L'article 15, relatif aux revenus d'emploi, pose le principe selon lequel les salaires et autres rémunérations similaires qu'un résident d'un État contractant reçoit au titre d'un emploi salarié ne sont imposables que dans cet État, à moins que l'emploi ne soit exercé dans l'autre État contractant. Si l'emploi y est exercé, les rémunérations sont imposables dans cet autre État.
Le paragraphe 2 de cet article prévoit une exception à ce principe : les rémunérations restent imposables uniquement dans l'État de résidence si trois conditions cumulatives sont remplies :
- Le bénéficiaire séjourne dans l'autre État pendant une période n'excédant pas 183 jours au cours de toute période de douze mois consécutifs ;
- Les rémunérations sont payées par un employeur qui n'est pas résident de l'autre État ;
- La charge des rémunérations n'est pas supportée par un établissement stable de l'employeur dans l'autre État.
Le paragraphe 4 précise que l'expression "emploi salarié" inclut notamment les fonctions de gérance ou de direction exercées dans une société soumise à l'impôt français sur les sociétés.
L'article 24 de la convention, quant à lui, organise l'élimination des doubles impositions.
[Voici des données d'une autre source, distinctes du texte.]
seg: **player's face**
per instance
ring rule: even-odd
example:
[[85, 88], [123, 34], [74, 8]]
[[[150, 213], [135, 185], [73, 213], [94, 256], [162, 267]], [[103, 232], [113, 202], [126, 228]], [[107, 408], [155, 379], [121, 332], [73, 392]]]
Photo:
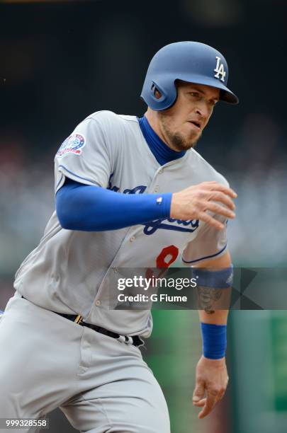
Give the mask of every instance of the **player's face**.
[[220, 91], [215, 87], [179, 81], [177, 99], [167, 110], [159, 111], [162, 134], [177, 151], [194, 147], [208, 123]]

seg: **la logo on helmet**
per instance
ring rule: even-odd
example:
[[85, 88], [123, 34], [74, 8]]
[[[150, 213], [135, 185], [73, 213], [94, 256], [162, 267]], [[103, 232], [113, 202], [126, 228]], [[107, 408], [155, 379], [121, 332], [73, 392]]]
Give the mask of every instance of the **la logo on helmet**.
[[[226, 72], [224, 70], [224, 65], [223, 63], [220, 63], [220, 57], [218, 57], [218, 56], [216, 56], [216, 59], [217, 59], [217, 64], [216, 64], [216, 68], [214, 69], [214, 71], [216, 72], [216, 74], [215, 74], [215, 77], [220, 79], [222, 81], [224, 81], [224, 79], [225, 78], [225, 75], [226, 75]], [[220, 75], [221, 75], [221, 78], [219, 76]]]

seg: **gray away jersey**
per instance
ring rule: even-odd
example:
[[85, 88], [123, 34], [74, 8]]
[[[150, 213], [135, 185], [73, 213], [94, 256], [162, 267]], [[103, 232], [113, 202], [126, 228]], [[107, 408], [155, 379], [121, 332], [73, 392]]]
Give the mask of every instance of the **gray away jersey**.
[[[136, 117], [111, 111], [91, 115], [64, 142], [55, 158], [55, 192], [66, 177], [124, 194], [175, 192], [210, 180], [228, 185], [194, 149], [161, 166]], [[180, 255], [191, 266], [224, 254], [226, 243], [225, 229], [218, 231], [202, 221], [162, 219], [85, 232], [62, 229], [54, 212], [39, 245], [17, 271], [14, 287], [45, 308], [81, 314], [85, 321], [119, 334], [148, 337], [150, 310], [109, 309], [111, 275], [118, 268], [171, 264]]]

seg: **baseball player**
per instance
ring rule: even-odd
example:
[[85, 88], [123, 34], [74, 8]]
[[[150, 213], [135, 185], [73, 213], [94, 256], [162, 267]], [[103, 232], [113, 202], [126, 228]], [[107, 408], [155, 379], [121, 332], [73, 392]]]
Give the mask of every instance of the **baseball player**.
[[[227, 287], [236, 193], [193, 147], [215, 105], [238, 102], [227, 78], [214, 48], [168, 45], [148, 68], [144, 117], [94, 112], [60, 147], [55, 212], [16, 272], [0, 323], [0, 418], [43, 420], [60, 408], [81, 432], [170, 432], [139, 349], [152, 332], [150, 311], [109, 308], [109, 282], [120, 268], [167, 268], [181, 257], [204, 268], [203, 286], [212, 275], [215, 287]], [[199, 310], [201, 418], [227, 383], [227, 312], [215, 309]]]

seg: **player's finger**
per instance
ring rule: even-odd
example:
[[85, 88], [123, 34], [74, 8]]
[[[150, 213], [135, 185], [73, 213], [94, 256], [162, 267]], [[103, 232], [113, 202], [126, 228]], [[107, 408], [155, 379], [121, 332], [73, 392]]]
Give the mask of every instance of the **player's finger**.
[[198, 418], [201, 420], [210, 413], [216, 401], [216, 396], [208, 392], [206, 404], [204, 405], [203, 409], [198, 413]]
[[218, 230], [222, 230], [225, 227], [225, 225], [223, 224], [223, 223], [220, 223], [220, 221], [218, 221], [215, 218], [213, 218], [210, 216], [210, 215], [208, 215], [208, 214], [206, 214], [204, 212], [198, 213], [198, 219], [203, 221], [210, 226], [213, 226]]
[[193, 401], [193, 405], [197, 408], [203, 408], [206, 404], [206, 398], [202, 398], [199, 401]]
[[197, 379], [192, 398], [193, 401], [198, 402], [201, 400], [204, 397], [204, 382], [200, 381], [198, 379]]
[[227, 216], [227, 218], [235, 218], [235, 214], [232, 211], [224, 207], [223, 206], [221, 206], [220, 204], [218, 204], [217, 203], [206, 202], [205, 206], [206, 207], [206, 209], [214, 212], [215, 214], [223, 215], [223, 216]]
[[225, 194], [224, 192], [221, 192], [220, 191], [212, 191], [208, 192], [206, 191], [206, 195], [208, 197], [208, 200], [213, 200], [214, 202], [220, 202], [225, 204], [227, 207], [231, 209], [231, 210], [234, 210], [235, 209], [235, 204], [231, 198]]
Son paragraphe 3 prévoit que pour les revenus imposables au Royaume-Uni conformément à la convention, la France accorde un crédit d'impôt égal au montant de l'impôt français correspondant à ces revenus, à condition que le résident français soit soumis à l'impôt britannique à raison de ces revenus.
Rappel des faits :
M. B, PDG d'une SA française (SA A) spécialisée dans le secteur du luxe, a déclaré en France des revenus imposables dans la catégorie des traitements et salaires s'élevant à 7 447 856 € pour 2017 et 17 284 245 € pour 2018. Ces sommes comprenaient :
- Des rémunérations et avantages en nature (1 077 366 € en 2017 et 1 097 719 € en 2018) ;
- Un bonus annuel (1 317 107 € en 2017 et 1 804 020 € en 2018) ;
- Une rémunération variable multi-annuelle au titre d'un plan d'intéressement à long terme (3 686 048 € en 2017 et 13 606 623 € en 2018).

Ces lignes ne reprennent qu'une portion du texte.